Utilizzando una prosa elegante, che, nelle scelte lessicali desuete e nel ritmo stesso della narrazione, ricalca lo stile raffinato e composto dei classici, Esposito racconta – sempre in prima persona – l’amore coniugale della vecchia Bauci, quello materno di Ecuba, di Giocasta e di Persefone, quello folle di passione e gelosia di Fedra, Clitemnestra, Eco, Medea, l’affetto sororale di Antigone e Arianna, e l’invasamento profetico di Cassandra.
In “Melpomene racconta” si parla sempre e solo di amore, comunque. Quasi le donne scegliessero con consapevolezza di volersi immolare sull’unico altare della dedizione all’altro: sia esso un dio, il compagno, un parente, la propria città. Ecco quindi le giovanissime Arianna ed Eco, che scelgono la morte quando comprendono di avere sprecato i loro giorni per chi le ha trattate con indifferenza ed egoismo (“Hai risucchiato tutto il resto”; “Passava i giorni a fissare se stesso – io passavo le notti a sognarlo”). Ecco le più anziane, Giocasta, Ecuba e Bauci: le prime due unite dalla stessa disperazione materna, straziata da incubi; la terza vissuta per più di sessant’anni in simbiosi col marito (“c’era dell’ingiustizia, fin dall’inizio, nell’avere due corpi, per due esseri così completamente compenetrati l’uno nell’altro”). E poi le folli di passione: Fedra innamorata del figliastro Ippolito (“Ho conosciuto il tradimento prima di conoscere l’amore, il brivido del peccato prima del candore della colpa”), Medea assassina dei figli per punire l’infedeltà di Giasone, Clitemnestra complice-uxoricida per essere stata troppo umiliata da Agamennone. Infine, le sacrificate a causa della loro stessa fragile femminilità: Persefone scissa tra il mondo degli Inferi e la luminosità delle messi agresti, Cassandra condannata per la sua visionarietà anticipatrice degli eventi, Antigone generosa e ribelle (“Ci vuole ostinazione per distruggersi… La mia vita scorre nel solco dell’inevitabile”).
Un lungo elenco di dolore e ingiustizie, concretizzatosi in suicidi, assassinii, tradimenti, immolazioni e sacrifici, egoismi ed altruismi eroici, generosità e meschinità, ricatti e terrori, gelosia e sottomissione: gli stessi sentimenti esasperati, cupi, irrazionali che animano le tragedie sentimentali e familiari di oggi.

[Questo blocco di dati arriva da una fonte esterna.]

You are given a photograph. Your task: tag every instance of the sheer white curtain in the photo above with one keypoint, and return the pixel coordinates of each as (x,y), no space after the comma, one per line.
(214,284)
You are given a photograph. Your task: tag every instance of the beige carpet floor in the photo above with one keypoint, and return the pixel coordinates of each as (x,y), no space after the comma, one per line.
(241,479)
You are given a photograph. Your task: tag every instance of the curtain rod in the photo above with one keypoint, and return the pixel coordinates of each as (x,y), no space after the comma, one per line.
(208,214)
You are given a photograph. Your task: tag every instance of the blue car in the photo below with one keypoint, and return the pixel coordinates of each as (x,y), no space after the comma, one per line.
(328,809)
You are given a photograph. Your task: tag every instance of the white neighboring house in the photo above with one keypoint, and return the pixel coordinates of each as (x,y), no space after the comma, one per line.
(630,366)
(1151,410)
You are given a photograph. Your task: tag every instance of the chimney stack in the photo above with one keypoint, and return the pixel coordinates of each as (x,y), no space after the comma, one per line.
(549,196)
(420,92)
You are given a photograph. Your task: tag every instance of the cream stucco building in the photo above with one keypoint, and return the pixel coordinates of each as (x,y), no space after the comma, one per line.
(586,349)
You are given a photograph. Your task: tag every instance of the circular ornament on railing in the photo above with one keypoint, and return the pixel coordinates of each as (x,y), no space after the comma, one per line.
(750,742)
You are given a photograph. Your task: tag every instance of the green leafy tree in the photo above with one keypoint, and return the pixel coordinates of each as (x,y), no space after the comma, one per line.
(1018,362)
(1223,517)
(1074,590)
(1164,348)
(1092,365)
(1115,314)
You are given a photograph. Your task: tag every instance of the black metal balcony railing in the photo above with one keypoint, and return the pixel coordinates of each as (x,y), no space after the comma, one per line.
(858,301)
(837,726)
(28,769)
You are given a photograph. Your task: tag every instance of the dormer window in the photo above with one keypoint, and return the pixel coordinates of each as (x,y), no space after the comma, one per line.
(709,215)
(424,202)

Cecilia Maria Esposito mette sulle labbra delle sue protagoniste affermazioni che ribadiscono spesso il loro senso di inferiorità rispetto al mondo maschile, l’estraneità al vissuto degli uomini, una rassegnazione che talvolta sfiora il masochismo:
“Ti ho amato per il male che mi hai fatto”, “Sono una donna, la mia conoscenza del mondo è informe come un castello di sabbia”, “Gli uomini non sono fatti per donarsi a un amore solo”, “L’uomo ha sempre l’illusione di poter dominare il proprio destino, la donna crede sempre di non esserne la schiava”.
Ci capita ancora di trasalire, increduli, quando sentiamo ripetere le stesse frasi da vittime della violenza altrui o propria, quasi il nascere donna sia rimasta nei millenni una condanna all’inferiorità, alla sudditanza, all’infelicità: e non il miracolo di bellezza e forza che in realtà è.